Let's imagine to design an application that allows the user to place on the screen (edit and save ...) shapes represented by circles and rectangles, with borders and fill colors.

The frameworks

The idea is that "you" develop the application and "I" provide the classes required to implement it. It is important to produce "comparable code", so a special design architecture is needed.

General considerations

Whatever the coding style is, "nearline" or "offilne", it is better to distribute the classes in different projects, in order to let the classes be available to possibly different applications. In particular, it could be convenient to keep the application data classes in a specific library, separated from the application GUI classes: this allows to link that library into other executables to do some testing, without the need to review the entire application.

Again, whatever framework you will use (WTL, MFC or whatever), you'll probably add some functionality (some new control or some customization) that are most probably not strictly related to your application. These classes can be candidated to a proper library.

And again, you may develop some classes not pertinent to any framework or to any application. Just "general deployment classes" (like STL container or algorithms, for example). These are candidated to another library.

The same approach can be taken by me when developing classes for you. To do that, it is possible to organize the project in such a way that "your" application remains distinct from the classes I develop. And because I've to test the classes, I can create a skeleton application that represents a user for the deployed classes. Thus, the sln file will normally contain the following projects:

App Represents "your" application, using "my" classes and a working framework. Will depend from all the following projects.
AppClasses My classes used to represent the application documents. Will depend on all the following projects.
GEWin WTL, MFC or W32 functionality extensions. Will depend on the following project.
GECommon Common generic C++ classes. Will include some STL and CRT (not related themselves to Windows)
YourWin Your extension to MFC, WTL or whatever.
YourCommon Your common generic classes.

To avoid conflict with names (mine, his and yours), namespaces are recommended. In particular, all my code is normally included in a "root" namespace (I usually name it GE_: just my initials) and in a second level namespace that categorizes the classes.

May be GE_ can conflict with your names: if that's the case, a global "find and replace" of the string GE_ in all my files, is safe to be done.

Design models

Just to avoid to rewrite sources to deploy with the different models, I generally follow these design styles:

  1. Each library has its own stdafx.h (as precompiler header) that includes the headers that are required by that library (note: not that library headers). Those headers will never be included into other library files, so, it is required that projects depending on those libraries will include those stdafx.h into their own stdafx.h (if any) or headers (if no precompiled header is used).
  2. Each source includes the required headers (h), that are: the headers not in the precompiled headers that are required to compile the source.
  3. Forward inline declaration are in "inline files" (inl) included at the end of their respective headers.
  4. Every file (h and inl) always contain a #pragma once.
  5. Compilable code is in CPP file.
  6. Every instantiation in source files (CPP) is done using macros like GE_INLINE and GE_SELECTANY. These macros are normally defined as "blank". But if you define the symbol _FORCE_GE_INLINE, they will be defined as _inline and _declspec(selectany) respectively. This makes the CPP to generate no code itself, but to become "includable".
  7. If _FORCE_GE_INLINE is defined, CPP files are included in HPP files, you can include in your sources or precompiled headers.

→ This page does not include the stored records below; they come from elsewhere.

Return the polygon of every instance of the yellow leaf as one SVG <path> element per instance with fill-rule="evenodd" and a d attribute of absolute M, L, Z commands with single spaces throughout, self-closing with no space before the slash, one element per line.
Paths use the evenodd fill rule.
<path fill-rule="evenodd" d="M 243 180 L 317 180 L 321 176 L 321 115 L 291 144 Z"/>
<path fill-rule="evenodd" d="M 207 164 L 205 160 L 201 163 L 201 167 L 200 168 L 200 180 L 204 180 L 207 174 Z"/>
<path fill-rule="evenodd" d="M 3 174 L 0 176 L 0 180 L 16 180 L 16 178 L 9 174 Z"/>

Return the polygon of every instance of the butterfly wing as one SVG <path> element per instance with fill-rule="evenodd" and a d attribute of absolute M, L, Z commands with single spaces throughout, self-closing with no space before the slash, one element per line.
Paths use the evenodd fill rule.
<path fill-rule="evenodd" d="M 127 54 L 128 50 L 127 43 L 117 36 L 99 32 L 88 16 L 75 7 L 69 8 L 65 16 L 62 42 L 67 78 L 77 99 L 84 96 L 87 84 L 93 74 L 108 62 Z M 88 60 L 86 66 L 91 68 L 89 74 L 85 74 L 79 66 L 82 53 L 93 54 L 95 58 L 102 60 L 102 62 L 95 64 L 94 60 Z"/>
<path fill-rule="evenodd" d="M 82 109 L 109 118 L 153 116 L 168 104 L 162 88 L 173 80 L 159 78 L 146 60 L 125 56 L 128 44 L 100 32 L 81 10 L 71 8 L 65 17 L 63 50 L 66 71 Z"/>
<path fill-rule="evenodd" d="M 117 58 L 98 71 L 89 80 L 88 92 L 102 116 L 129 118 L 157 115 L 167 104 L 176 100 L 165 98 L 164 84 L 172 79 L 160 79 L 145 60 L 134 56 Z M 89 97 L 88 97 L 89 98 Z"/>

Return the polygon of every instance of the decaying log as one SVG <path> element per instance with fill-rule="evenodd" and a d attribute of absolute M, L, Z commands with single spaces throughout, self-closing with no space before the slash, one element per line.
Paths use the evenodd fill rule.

The following diagram shows these concepts.

Blue arrows indicate inclusions in "offline coding", reds with "nearline coding". As an effect of this architecture, if "offline" is used, CPPs compile in their project, merging their symbols into the lib, and then are linked in the EXE. If "inline" is used, CPPs compile no source, the lib remains empty, and everything will be compiled in the "exe" project (in the precompiled header or in the sources, depends on how you use the includes).

Naming conventions in coding

A number of "styling" exist. I found Hungarian notation sometimes useful and sometimes not.

For example, with all classes starting with "C", we are saying that a class is a class. But we don't say what and how it was intended to be used for.

In general, I find myself comfortable introducing other "letters" to prefix class names, like in the following table.

N* Namespaces. All namespaces are always inside namespace GE_.
I*

Interfaces. The keyword interface is used as an alias for struct to enforce. All functions should be virtual and pure (virtual ret_type fn(params)=0 ), apart eventual static members or functions.

C* Classes, when containing both private and public data, with data managed by accessor functions.
S* Struct, or classes, containing only data (public and directly accessible) plus some helper functions (typically: default constructor initializing values).
X* Internal nested classes, or sealed classes. In general, classes you don't need to derive, or even to know about.
E* Extender classes: classes providing interface implementation that should act as bases for multiple inheritance. No instances should be done from that type (no new E.....). Normally virtual inheritance is required.
P*, Q* Smart pointers: normally defined as typedef. P for strong (affecting object life) and Q for weak (only "observing") pointers (See smart pointers [^], but in this sample may be the implementation will differ).
T*, t_* Typedefs. Capital form is for globally available, lower case for internals. May also be "empty classes", assembling extenders.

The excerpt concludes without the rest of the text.